The beauty of writing is letting your characters write the book for you. Yes, it will be chaotic, and yes, you will end up with something you didn’t plan on being in your book. But then it’s real. Your character is bringing in that little flair that your novel lacked.

So no, I don’t believe letting your character take control is a bad thing.

However, you must be careful.

EXTREMELY careful.

I’m participating in NaNoWriMo this month, and I’ve been getting my words down through multiple word sprints. And if you don’t know what a word sprint is, let me enlighten you:

Word sprint- A limited amount of time where you type as fast as you can, generally making so many grammatical errors in only one sentence that your English teacher would have a heart attack.

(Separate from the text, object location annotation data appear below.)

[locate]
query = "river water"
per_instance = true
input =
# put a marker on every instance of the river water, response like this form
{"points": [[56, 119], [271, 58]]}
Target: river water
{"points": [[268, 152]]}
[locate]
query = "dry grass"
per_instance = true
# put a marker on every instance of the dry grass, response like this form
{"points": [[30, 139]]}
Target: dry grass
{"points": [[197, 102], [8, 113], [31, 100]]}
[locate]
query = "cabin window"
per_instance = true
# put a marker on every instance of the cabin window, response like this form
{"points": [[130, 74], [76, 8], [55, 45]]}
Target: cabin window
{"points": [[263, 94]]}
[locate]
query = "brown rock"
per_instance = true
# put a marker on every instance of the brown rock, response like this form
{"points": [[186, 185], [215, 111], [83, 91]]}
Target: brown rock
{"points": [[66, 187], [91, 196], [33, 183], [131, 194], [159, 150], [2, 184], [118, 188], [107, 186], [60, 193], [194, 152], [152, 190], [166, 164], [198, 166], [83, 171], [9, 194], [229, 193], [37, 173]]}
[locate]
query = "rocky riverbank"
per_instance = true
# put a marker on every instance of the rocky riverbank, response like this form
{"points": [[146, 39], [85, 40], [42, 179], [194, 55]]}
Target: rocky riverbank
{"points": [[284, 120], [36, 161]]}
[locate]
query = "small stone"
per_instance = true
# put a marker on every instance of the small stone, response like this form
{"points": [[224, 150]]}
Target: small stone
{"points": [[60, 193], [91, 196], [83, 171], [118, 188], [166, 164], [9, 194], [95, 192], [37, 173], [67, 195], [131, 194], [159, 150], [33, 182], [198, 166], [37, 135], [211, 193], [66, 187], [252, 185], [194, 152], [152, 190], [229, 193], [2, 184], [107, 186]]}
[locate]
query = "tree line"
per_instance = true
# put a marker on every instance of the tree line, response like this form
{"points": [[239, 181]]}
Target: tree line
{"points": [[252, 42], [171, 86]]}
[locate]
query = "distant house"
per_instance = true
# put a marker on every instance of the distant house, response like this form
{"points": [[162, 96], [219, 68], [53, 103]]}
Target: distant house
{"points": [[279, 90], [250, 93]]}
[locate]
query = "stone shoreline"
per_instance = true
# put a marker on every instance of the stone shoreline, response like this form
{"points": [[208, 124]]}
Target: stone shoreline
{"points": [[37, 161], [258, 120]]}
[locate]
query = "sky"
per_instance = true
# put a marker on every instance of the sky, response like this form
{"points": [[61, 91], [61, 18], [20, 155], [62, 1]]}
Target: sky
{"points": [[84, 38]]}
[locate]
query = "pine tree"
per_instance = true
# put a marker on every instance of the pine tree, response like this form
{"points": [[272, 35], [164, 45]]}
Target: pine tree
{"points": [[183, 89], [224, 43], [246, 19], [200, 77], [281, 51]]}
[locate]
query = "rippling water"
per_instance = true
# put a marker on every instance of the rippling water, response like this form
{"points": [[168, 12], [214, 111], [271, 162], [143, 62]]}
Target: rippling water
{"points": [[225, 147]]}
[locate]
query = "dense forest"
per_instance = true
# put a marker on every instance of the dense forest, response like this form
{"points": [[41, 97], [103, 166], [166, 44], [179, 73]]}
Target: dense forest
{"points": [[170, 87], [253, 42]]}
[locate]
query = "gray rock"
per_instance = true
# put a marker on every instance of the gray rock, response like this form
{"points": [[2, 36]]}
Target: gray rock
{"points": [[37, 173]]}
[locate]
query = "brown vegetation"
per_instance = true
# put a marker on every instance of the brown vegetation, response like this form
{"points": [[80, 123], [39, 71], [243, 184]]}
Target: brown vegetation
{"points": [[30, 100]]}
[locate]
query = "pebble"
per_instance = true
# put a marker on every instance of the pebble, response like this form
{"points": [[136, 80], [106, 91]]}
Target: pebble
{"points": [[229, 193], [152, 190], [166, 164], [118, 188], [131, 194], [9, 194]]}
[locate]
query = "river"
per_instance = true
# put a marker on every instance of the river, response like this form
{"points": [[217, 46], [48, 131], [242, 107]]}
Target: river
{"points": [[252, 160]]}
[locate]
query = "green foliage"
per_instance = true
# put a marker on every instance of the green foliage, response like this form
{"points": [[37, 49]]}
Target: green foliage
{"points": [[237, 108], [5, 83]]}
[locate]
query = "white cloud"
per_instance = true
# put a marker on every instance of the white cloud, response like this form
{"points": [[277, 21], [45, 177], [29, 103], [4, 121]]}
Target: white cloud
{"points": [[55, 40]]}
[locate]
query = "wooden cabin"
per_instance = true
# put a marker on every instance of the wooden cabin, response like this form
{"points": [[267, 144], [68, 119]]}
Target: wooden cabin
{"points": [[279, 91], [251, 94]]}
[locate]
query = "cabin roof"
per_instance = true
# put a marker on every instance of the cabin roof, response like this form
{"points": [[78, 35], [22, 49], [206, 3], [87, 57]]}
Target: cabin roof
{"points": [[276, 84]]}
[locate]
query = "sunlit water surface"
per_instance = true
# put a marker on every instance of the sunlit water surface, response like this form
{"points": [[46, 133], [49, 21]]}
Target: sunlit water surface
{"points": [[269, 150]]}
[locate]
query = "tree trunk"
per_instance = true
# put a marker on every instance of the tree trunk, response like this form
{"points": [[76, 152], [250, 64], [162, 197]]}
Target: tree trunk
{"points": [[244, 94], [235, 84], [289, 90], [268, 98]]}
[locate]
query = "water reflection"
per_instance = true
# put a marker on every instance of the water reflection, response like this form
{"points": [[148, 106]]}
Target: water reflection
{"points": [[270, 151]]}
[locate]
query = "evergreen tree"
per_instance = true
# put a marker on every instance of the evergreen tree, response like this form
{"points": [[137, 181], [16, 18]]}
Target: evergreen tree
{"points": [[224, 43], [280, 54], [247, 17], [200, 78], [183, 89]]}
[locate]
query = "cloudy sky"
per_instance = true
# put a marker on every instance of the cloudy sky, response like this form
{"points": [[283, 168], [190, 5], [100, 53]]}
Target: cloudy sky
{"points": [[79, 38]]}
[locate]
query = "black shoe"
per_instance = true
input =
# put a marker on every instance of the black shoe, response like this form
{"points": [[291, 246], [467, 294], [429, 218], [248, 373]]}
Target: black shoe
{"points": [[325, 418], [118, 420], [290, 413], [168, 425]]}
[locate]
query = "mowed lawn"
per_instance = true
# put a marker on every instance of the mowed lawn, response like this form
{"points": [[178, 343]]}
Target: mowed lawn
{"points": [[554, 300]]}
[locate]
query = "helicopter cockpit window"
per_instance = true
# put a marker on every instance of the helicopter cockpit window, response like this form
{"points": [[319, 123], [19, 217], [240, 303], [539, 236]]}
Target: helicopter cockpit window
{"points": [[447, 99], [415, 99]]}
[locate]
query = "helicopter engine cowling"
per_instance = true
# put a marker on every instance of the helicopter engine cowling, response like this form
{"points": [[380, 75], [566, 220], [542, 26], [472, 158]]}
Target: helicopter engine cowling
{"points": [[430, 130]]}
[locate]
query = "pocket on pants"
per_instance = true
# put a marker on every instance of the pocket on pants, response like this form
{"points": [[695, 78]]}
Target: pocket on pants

Word sprinting is a great way to just add more words to your word count. And it allows your characters to shine through and take your plot line on crazy twists and turns.

And when I say crazy, I mean: CRAZY

Yet there are dangers to this method of writing and letting your character take control. As a writer, you need to have ultimate say in the writing of your book. You are the BOSS.

If you let your character dictate every single thing of your book, you will end up with a mess. And when you go back to edit, you will have so many dangling plot strings, you won’t know where to start.

That’s why a little goes a long way.

Let your character add that bit of genius that you lacked while trying to follow your plot points exactly. Let your book take some twists and turns. Let your conflict be controlled to an extent by your character and you’ll find that it will be something that your character can feel emotion over.

Have fun. 

Just following plot points is NOT fun. You don’t immerse yourself in your world, you stay right above it, like some stern dictator who never enjoys anything that he’s dictating.

Allow your character to draw you into the universe of your book.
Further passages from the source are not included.